I got a WhatsApp message two weeks ago from Cornel, who wanted to show me some really gorgeous crochet patterns for tops she wanted to buy. Up to that point, I’d never heard of Brenda Grobler. Well, I was amazed and intrigued all at the same time. It’s always so refreshing to meet individuals that are energised and passionate about what they do. I remember when I still had my décor store, how exciting it was to meet an artist who put heart and soul into their work. When an item is made with loving care and you know that many hours have been spent perfecting the final product, there is something magic about it. As Alan Moore said: “There is very little difference between magic and art. To me, the ultimate act of magic is to create something from nothing: It’s like when the stage magician pulls the rabbit from the hat.”
I hope you enjoy reading my interview with Brenda Grobler, as it illustrates magic in the making…
What inspires you?
Pictures of beautiful interiors, especially French Country-style, rustic environments, the colours and textures in a Spring garden, women that escape a less than fortunate background and manage to achieve successful and happy lives, muted colours, the texture and feel of natural fibres, my children, positive people.
When did you start crafting and who taught you?
I must have been around 5 when my mother showed me how to do a treble. With that one little stitch, dozens of coat hanger covers were made. A couple of years later, doilies were the must-have item in most homes. I made a lot of extra cash hooking up different ones and selling them to family members. My mother firmly believed that you can only learn if you try something for yourself. I basically taught myself how to read patterns and do all the other stitches.
Tell me about your crochet work?
I’ve done a lot of pattern design work for Saprotex, a few patterns for African Expressions and I’m currently doing a lot of work for Vinnis Colours. Apart from designing, I also teach crochet. There is nothing more satisfying than helping someone master this beautiful craft. Every Wednesday and Saturday morning I get to spend time with really awesome women, helping them explore their own creativity, while teaching them the do’s and don’ts along the way. I’m so passionate about crochet, it is an absolute thrill to teach newbies and instill a love of crochet in them. That very first time when they master a stitch/pattern/block is priceless. It’s also wonderful to see that the age of my students are dropping. It’s wonderful to know that a whole new generation of crocheters are out there.
How did it all begin?
A friend of mine, Annemie, owns Die Wolnessie in Paarl. Three years ago, she badgered me to start designing and also introduced me to the Head Designer at Saprotex. After Tanya from Saprotex saw what I could do, she asked me to design for them. Up to that point I’ve always only done more décor related items. Garment making was a total new experience, but from the word go, I realised that this was ‘my thing’. I absolutely LOVE doing garments. When Vinni Nielsen from Vinnis Colours approached me at the beginning of the year to do work for her, I literally did back-flips. Her cotton yarn, Nikkim, has long been an absolute favourite of mine, so what could be better than using your fave yarn to design anything?! Vinni gives me carte blanche.
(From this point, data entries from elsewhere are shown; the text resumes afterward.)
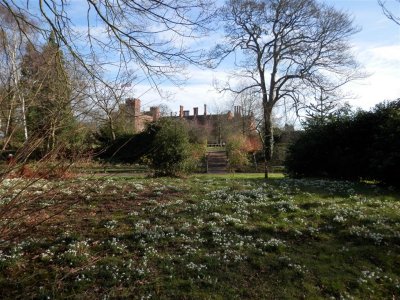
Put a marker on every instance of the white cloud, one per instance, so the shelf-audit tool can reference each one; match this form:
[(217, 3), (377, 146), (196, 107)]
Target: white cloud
[(383, 65)]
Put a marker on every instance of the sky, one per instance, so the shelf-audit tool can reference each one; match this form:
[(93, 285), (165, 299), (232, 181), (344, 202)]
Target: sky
[(376, 47)]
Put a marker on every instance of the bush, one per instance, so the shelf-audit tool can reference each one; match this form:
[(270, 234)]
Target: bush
[(170, 149), (237, 152), (361, 146)]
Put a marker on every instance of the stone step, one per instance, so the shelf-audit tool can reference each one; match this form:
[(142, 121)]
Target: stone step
[(217, 162)]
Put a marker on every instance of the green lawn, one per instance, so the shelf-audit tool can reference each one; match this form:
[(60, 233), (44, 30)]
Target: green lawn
[(202, 237)]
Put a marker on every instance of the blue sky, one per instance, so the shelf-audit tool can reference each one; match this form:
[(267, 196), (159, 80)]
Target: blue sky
[(376, 46)]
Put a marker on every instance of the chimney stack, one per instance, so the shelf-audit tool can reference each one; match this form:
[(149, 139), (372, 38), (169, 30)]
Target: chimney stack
[(155, 112)]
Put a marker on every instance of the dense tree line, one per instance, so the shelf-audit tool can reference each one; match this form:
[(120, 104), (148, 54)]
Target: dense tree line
[(361, 145)]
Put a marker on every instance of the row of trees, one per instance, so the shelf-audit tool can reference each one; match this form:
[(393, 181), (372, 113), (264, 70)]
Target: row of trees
[(286, 52), (350, 145)]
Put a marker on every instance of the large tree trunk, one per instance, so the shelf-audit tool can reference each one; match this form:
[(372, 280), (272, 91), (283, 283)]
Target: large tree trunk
[(268, 138)]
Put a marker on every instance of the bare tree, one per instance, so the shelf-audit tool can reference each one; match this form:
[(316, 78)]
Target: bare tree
[(12, 48), (151, 34), (286, 48), (389, 13), (108, 100)]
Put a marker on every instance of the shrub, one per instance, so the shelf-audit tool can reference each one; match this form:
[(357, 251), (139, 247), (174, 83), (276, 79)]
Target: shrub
[(170, 149), (237, 152), (362, 146)]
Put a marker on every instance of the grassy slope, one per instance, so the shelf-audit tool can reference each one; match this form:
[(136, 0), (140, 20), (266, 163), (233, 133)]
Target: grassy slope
[(219, 237)]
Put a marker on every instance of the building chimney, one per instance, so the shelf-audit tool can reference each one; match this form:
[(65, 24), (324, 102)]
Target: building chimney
[(155, 112), (181, 111)]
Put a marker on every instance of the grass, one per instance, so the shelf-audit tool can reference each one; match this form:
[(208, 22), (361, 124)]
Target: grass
[(207, 237)]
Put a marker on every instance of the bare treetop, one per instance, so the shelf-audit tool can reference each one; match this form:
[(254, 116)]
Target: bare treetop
[(151, 33)]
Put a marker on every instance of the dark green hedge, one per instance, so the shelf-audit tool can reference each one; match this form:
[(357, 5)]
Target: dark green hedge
[(365, 145)]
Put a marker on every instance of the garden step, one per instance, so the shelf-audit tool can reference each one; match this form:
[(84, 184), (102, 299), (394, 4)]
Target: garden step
[(217, 162)]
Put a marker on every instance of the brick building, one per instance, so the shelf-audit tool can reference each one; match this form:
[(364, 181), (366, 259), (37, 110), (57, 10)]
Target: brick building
[(212, 127)]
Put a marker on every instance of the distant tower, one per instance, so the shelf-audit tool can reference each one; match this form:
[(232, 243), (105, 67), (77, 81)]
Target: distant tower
[(133, 109), (155, 113)]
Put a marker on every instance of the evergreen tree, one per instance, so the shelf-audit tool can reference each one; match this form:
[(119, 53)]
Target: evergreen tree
[(47, 84)]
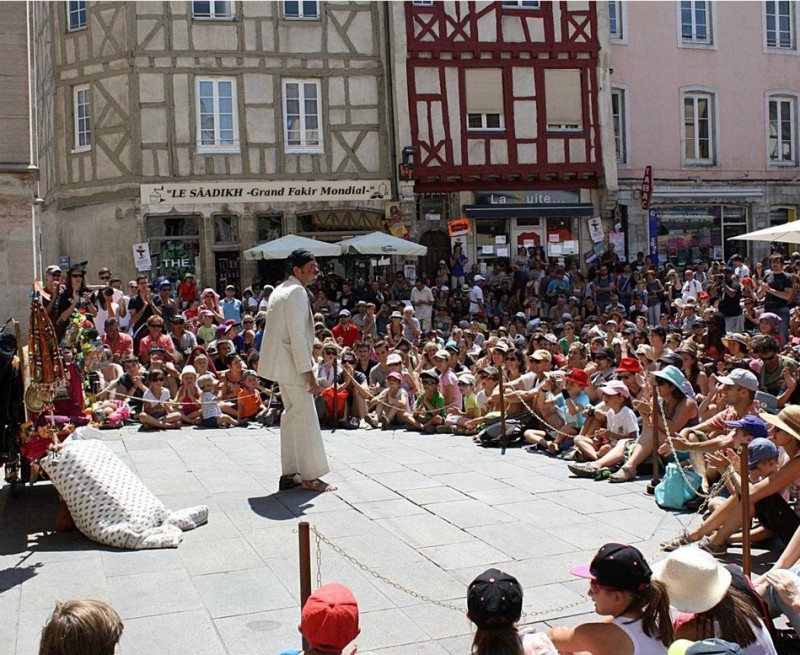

I can literally do whatever I want. It’s been a fabulous year, and I’m so looking forward to our new releases around October. Our first patterns were very well received, and I can’t wait to share our new stuff.
What do you think will be the next big thing in the world of craft?
I honestly believe that crocheting will only continue to grow and grow. Examples of crocheted décor items are featured quite prominently in glossy décor magazines. Through teaching I’ve noticed that the ages of women wanting to learn have dropped quite substantially. These women will be the trailblazers of a future generation of crocheters. They will also demand more natural fibres. There is a definite trend of people moving away from the old traditional acrylic yarns. Big yarns will also play a bigger role as it is so very suitable to creating bulkier home décor items.
Who on the international craft scene do you admire most and why?
I absolute adore the work Natalia Kononova does. Her design aesthetic is very similar to mine. I love her use of muted colours and clean lines.
Another favourite is Vendulka Maderska. She brings a stunning, fresh and colourful happiness to crochet. You can’t help but smile when you look at her designs.
What is your favourite blog and magazine and why?
Haak & Stekie (www.haak-en-stekie.blogspot.com) I adore Christelle’s writing style and I love following her crochet adventures. Le Monde De Sucrette (http://www.lemondedesucrette.com/) Her personality always shines through in her posts, it actually feel as if you’re having a cup of tea with her. I love conversational blogs, ones where the honesty and sincerity of the person shines through. Favourite mag is definitely Home Magazine. Apart from being a crochet junky, I’m a total décor/DIY ‘uberfan’. I love that they do real homes with real people.
What is your favourite yarn store / craft store and why?
I don’t really have one. I buy a lot of yarn online, so the current favourite would totally depend on what they have available. If I have to choose, it would probably be Skapie.www.skapie.co.za
Brenda has published a number of patterns and I cannot wait to see them featured in another magazine. I always love seeing individuals reach their full potential and having a look at Brenda’s work you will see she has achieved so much. Yet, you also know that there is so much more wonderful crochet concepts and ideas that she has up her sleeve. I cannot wait to see what she conjures up next.